Following a pneumonectomy, most common complications include:
Anesthetic management of pneumonectomy is challenging, and there are multiple management issues that should be accounted for better patient outcomes.
Monitoring - invasive hemodynamic monitoring is the American society of anesthesiologist standard monitoring.
Fluid management - under resuscitation can lead to systemic hypoperfusion, and over resuscitation can lead to ALI, ARDS. Fluid management is a contentious issue during pneumonectomy since there is a fine balance between hypoperfusion and volume overload, causing respiratory compromise and potentially postpneumonectomy pulmonary edema.
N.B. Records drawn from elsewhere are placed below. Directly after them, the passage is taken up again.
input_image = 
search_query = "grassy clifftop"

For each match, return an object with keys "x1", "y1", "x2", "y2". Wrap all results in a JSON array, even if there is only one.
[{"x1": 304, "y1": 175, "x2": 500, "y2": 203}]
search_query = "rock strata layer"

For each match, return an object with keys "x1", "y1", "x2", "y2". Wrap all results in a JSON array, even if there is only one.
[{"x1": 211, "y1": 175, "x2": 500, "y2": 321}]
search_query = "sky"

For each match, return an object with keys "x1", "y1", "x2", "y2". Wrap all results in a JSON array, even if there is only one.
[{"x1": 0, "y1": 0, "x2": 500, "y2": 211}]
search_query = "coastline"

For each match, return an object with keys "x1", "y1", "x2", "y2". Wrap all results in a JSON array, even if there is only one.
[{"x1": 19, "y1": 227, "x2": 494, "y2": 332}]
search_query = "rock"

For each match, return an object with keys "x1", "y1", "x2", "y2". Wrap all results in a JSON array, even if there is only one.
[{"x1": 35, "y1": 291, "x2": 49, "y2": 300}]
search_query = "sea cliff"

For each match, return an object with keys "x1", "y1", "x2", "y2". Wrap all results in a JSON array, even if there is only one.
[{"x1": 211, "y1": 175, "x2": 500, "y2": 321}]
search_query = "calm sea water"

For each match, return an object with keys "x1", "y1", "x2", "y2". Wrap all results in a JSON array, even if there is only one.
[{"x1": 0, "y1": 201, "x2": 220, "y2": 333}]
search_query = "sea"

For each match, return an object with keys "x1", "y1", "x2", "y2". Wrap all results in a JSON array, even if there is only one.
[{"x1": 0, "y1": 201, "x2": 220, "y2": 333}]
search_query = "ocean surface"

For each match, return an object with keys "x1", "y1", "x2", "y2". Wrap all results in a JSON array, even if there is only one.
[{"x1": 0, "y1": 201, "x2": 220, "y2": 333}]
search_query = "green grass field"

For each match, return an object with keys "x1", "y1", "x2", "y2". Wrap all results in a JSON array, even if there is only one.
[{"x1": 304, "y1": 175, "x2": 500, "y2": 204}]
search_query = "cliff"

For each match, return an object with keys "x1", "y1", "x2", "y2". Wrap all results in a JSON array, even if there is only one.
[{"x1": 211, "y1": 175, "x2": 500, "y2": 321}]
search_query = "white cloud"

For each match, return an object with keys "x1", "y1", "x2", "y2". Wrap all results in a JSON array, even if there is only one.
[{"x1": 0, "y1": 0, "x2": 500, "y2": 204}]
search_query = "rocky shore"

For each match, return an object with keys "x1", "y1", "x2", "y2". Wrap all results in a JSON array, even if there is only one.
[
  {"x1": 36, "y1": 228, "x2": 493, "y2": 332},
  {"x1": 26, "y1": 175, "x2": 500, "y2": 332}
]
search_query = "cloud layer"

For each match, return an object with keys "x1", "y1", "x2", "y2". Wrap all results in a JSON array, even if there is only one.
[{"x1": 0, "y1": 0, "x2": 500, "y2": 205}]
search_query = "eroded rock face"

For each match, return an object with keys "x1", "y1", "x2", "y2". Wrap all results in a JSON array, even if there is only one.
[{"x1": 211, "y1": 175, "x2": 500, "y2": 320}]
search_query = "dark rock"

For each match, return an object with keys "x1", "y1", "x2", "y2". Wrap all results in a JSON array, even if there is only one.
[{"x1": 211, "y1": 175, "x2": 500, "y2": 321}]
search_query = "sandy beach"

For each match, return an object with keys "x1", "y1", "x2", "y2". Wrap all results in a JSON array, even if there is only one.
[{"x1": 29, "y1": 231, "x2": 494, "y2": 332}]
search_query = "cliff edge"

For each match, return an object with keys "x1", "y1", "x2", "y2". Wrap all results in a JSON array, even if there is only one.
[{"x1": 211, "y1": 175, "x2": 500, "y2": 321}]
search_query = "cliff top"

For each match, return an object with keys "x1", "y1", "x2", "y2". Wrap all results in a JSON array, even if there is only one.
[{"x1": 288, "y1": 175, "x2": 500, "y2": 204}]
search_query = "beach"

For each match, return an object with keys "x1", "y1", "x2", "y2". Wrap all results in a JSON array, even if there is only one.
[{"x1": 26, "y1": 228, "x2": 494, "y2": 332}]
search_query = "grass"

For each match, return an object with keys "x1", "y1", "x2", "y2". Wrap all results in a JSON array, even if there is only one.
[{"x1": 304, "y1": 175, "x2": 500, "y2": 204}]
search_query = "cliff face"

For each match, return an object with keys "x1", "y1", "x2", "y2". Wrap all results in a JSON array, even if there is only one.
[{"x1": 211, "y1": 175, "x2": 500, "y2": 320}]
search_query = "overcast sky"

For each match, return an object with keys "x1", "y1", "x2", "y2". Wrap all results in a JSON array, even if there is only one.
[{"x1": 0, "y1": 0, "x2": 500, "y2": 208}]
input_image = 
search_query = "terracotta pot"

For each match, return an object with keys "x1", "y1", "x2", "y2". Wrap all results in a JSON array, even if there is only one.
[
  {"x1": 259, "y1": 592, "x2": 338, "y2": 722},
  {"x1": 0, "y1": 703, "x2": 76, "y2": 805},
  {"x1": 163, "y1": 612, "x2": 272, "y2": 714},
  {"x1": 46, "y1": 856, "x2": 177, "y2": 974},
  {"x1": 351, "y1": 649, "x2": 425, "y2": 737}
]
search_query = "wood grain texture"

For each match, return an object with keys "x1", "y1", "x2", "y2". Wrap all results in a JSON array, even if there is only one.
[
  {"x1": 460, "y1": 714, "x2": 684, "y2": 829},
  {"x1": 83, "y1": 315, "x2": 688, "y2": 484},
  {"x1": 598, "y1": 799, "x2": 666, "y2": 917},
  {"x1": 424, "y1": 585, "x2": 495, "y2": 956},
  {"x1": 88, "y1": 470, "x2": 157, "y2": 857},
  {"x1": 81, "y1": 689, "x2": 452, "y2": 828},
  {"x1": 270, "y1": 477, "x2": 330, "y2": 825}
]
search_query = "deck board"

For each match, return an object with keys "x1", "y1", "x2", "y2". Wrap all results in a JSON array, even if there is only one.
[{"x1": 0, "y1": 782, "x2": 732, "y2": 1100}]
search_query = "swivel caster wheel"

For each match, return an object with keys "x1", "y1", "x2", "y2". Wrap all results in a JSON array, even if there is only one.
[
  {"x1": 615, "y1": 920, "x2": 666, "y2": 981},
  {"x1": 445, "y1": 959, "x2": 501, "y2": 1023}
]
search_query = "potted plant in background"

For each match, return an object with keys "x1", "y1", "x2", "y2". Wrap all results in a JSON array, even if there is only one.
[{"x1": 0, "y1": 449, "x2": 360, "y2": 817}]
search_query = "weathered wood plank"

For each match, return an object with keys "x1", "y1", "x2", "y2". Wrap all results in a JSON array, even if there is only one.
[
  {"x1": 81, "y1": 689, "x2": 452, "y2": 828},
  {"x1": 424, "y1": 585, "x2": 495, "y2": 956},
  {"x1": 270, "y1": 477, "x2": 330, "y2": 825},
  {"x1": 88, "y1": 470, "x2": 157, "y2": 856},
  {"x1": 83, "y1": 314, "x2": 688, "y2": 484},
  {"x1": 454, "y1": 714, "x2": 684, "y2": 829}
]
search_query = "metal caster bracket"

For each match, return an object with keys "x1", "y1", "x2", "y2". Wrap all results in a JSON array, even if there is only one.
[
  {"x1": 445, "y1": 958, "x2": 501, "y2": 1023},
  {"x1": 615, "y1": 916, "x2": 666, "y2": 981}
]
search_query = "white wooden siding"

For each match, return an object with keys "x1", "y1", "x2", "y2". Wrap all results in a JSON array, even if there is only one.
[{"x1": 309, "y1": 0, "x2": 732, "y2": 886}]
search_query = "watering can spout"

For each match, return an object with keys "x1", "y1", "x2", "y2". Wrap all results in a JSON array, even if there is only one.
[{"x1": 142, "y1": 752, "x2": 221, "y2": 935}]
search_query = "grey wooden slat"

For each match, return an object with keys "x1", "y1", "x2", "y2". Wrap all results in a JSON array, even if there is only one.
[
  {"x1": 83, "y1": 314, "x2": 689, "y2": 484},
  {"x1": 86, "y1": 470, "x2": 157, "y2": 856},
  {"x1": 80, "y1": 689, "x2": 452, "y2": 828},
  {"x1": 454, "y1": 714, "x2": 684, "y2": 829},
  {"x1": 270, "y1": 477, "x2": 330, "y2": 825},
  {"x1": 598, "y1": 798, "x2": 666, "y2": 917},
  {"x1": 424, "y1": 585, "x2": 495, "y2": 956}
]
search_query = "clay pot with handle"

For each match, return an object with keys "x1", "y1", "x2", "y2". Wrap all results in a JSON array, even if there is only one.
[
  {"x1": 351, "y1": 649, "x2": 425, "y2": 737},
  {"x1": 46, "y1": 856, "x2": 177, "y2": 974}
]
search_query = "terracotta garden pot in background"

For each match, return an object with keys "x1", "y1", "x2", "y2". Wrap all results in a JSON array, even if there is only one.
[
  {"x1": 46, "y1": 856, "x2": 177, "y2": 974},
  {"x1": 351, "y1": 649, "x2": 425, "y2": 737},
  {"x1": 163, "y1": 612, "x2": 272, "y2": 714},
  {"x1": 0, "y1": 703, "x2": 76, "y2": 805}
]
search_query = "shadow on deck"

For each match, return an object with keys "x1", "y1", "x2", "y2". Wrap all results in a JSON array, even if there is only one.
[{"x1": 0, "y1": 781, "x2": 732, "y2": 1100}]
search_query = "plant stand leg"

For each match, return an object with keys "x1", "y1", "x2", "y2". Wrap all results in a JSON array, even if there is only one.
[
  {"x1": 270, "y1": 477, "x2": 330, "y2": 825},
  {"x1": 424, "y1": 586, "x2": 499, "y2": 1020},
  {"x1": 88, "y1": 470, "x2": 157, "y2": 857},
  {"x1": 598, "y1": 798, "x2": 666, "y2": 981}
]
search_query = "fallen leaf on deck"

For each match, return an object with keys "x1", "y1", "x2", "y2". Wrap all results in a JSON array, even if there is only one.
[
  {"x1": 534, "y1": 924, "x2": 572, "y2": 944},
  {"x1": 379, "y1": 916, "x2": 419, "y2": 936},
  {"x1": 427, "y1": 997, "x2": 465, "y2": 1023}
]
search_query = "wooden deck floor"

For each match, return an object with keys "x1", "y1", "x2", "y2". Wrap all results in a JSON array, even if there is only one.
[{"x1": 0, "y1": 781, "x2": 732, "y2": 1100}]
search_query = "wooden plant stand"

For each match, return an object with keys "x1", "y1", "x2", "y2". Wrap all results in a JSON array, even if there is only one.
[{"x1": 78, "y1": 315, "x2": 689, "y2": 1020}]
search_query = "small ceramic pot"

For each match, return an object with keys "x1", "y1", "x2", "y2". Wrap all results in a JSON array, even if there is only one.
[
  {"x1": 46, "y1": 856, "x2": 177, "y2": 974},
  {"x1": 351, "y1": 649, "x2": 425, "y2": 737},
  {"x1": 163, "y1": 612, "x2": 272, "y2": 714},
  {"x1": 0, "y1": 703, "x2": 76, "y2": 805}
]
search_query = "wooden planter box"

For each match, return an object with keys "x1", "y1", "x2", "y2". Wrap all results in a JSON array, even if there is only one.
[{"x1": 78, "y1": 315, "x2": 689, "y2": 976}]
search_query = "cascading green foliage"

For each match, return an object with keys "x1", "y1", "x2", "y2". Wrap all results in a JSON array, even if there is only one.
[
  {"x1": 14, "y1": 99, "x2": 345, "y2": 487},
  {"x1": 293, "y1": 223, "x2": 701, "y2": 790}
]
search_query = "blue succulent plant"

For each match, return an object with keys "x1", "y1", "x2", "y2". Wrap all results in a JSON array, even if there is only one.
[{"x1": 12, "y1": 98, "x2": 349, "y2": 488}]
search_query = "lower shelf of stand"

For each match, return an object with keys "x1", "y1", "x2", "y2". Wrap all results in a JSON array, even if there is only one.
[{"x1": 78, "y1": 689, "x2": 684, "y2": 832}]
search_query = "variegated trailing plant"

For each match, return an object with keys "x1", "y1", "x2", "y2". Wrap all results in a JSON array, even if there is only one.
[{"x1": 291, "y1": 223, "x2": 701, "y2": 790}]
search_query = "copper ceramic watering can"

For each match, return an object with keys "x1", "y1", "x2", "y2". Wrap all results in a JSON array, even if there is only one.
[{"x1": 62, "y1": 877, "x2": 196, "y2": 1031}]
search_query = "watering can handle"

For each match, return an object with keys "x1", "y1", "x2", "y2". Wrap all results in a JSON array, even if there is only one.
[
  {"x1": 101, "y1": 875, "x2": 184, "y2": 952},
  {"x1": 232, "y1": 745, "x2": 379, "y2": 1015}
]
Single lung ventilation - Anesthesia providers should be familiar with techniques of lung isolation, confirming the position of a double-lumen tube or bronchial blocker with FOB scope, and be able to troubleshoot hypoxia or hypercarbia resulting from one-lung ventilation.
Evidence-based management to prevent perioperative complications and early extubation.
Pain control is always an important consideration, and utilizing multimodal techniques is recommended. Thoracic epidural analgesia can be utilized provided there are no contraindications and should be used cautiously to avoid hypotension, which may necessitate more fluid administration.
Pneumonectomy is a complicated procedure associated with high morbidity and mortality. Most of the patients requiring pneumonectomy have either chronic lung disease with a very poor pulmonary serve or an advanced malignancy which makes their management very challenging. Proper patient selection is of great importance. This starts with imaging studies, PFTs and assessment of patients' functional capacity as mentioned previously. Other conservative treatment modalities should always be sought in very sick patients who are not fit for this high-risk procedure.
Patients' condition should be properly optimized before proceeding to surgery, as for example, control of chronic medical problems like diabetes and hypertension, treatment of lung infections, chemotherapy for advanced malignancy. Proper preoperative preparation is associated with improved outcome and decreased morbidity and mortality.
An integrated approach including all members of the healthcare team involved in the care of these patients is essential for the best possible outcome.